Of the 676 patients, we tested 450 (66.57%) as outpatients and 226 (33.43%) in the hospital. Median age for inpatients (6.6 [IQR 0.5–15.6] years) was lower than that for outpatients (9.4 [IQR 3.9–14.2] years; p<0.01). In both settings, infections were more common in adolescents 12–21 years of age, whereas in inpatients, infants were the second most common age group represented (30.97%). We observed no differences in sex and race/ethnicity between inpatients and outpatients. SARS-CoV-2 vaccination rates were low (3.01%) and did not differ between outpatients and inpatients either. Overall, Delta infections were the most common infections in inpatients (41.15%) and outpatients (42.00%). Alpha infections were more common in outpatients (21.78% vs. 11.95% in inpatients) and Omicron in inpatients (27.43% vs. 10.89% in outpatients). (Figure 3; Appendix Table 1).
Of the COVID-19 clinical cohort, 80.0% (538/676) had available data regarding underlying conditions. Underlying conditions were more prevalent in inpatients (60.18%) than in outpatients (36.54%; p<0.001); obesity/overweight was the most common. Compared with the overall population evaluated at NCH during the same period (NCH cohort; n = 444,425), the prevalence of complex chronic conditions identified by the PMCA algorithm was greater in the COVID-19 clinical cohort (31.56%) than in the overall NCH cohort (16.95%), whereas noncomplex chronic conditions were more common in the NCH cohort (20.76%) than in the clinical cohort (14.52%) (Appendix Table 2).

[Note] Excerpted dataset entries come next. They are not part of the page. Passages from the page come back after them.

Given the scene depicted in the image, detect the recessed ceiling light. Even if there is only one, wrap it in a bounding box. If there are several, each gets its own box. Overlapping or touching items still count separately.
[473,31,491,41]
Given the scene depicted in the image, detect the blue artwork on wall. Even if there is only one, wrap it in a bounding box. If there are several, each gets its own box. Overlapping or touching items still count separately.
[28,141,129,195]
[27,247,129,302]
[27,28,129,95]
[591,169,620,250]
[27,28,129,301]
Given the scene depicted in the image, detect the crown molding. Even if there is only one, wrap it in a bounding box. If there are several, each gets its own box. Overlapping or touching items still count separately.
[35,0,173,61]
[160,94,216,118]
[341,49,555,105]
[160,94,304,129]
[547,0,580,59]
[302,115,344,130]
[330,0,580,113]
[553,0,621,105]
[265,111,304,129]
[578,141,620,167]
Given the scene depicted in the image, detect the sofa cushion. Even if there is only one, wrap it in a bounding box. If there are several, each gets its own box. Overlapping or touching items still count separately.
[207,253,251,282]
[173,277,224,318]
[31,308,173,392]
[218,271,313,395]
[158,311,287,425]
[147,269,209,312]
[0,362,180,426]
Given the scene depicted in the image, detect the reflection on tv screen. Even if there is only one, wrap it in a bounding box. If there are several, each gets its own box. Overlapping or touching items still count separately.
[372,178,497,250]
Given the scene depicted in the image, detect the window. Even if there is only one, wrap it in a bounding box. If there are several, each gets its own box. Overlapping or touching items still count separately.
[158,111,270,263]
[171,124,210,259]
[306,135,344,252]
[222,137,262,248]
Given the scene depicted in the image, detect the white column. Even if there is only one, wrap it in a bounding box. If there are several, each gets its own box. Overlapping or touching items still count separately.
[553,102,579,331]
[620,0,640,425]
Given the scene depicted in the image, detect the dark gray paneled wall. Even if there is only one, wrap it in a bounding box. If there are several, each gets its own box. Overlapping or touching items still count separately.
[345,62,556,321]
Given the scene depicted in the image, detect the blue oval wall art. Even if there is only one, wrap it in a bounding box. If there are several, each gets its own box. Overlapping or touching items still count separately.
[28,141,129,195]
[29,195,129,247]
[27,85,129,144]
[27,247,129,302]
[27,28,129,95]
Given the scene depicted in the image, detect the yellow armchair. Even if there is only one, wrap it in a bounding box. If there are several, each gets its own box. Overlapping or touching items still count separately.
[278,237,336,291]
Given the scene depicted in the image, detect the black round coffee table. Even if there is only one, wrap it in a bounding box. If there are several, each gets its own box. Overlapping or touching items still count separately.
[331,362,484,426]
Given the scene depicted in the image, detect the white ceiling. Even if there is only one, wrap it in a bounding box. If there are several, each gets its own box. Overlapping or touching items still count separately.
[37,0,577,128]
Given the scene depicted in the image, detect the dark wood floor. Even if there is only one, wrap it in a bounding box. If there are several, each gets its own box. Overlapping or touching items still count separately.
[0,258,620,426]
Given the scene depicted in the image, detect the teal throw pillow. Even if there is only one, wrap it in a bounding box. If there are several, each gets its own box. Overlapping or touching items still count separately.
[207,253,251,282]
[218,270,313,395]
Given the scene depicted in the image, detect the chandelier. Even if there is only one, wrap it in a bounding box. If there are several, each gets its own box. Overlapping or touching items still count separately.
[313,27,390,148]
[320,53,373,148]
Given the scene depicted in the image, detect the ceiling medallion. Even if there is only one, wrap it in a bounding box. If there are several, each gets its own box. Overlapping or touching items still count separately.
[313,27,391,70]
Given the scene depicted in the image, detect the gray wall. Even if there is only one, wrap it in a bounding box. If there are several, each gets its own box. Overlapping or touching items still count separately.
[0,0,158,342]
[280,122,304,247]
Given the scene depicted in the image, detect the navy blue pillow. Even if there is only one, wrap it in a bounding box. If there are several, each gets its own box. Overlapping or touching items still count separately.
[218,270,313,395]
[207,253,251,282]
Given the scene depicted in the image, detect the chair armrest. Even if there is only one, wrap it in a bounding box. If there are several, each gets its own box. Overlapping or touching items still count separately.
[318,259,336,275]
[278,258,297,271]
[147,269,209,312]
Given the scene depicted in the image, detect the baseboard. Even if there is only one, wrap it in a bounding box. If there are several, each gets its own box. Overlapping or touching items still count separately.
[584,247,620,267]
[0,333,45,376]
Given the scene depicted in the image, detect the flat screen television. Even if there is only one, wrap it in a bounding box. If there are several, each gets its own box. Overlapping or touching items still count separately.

Clinical Cohort Viral Loads and Viral Co-infections
We assessed differences in SARS-CoV-2 Ct values in the clinical cohort according to the infecting variant and found comparable values (p = 0.35) (Figure 4, panel A). For 32.10% (217/676) of patients, we performed a multiplex respiratory viral panel; we identified SARS-CoV-2/viral coinfections in 43 patients (19.82%) (Figure 4, panel B). Rhinovirus/enterovirus (RV/EV) was the most common viral coinfection (n = 22) followed by respiratory syncytial virus (RSV; n = 7), human metapneumovirus (hMPV; n = 5), endemic coronavirus (n = 3), parainfluenza viruses (PIVs; n = 3), adenovirus (n = 3), and influenza viruses (n = 1). We observed no differences in the rates of co-infections according to the SARS-CoV-2 variant (p = 0.29). However, the type of viral coinfection varied throughout the study; RSV, hMPV, and influenza co-infections were identified only in children with Delta and Omicron infections.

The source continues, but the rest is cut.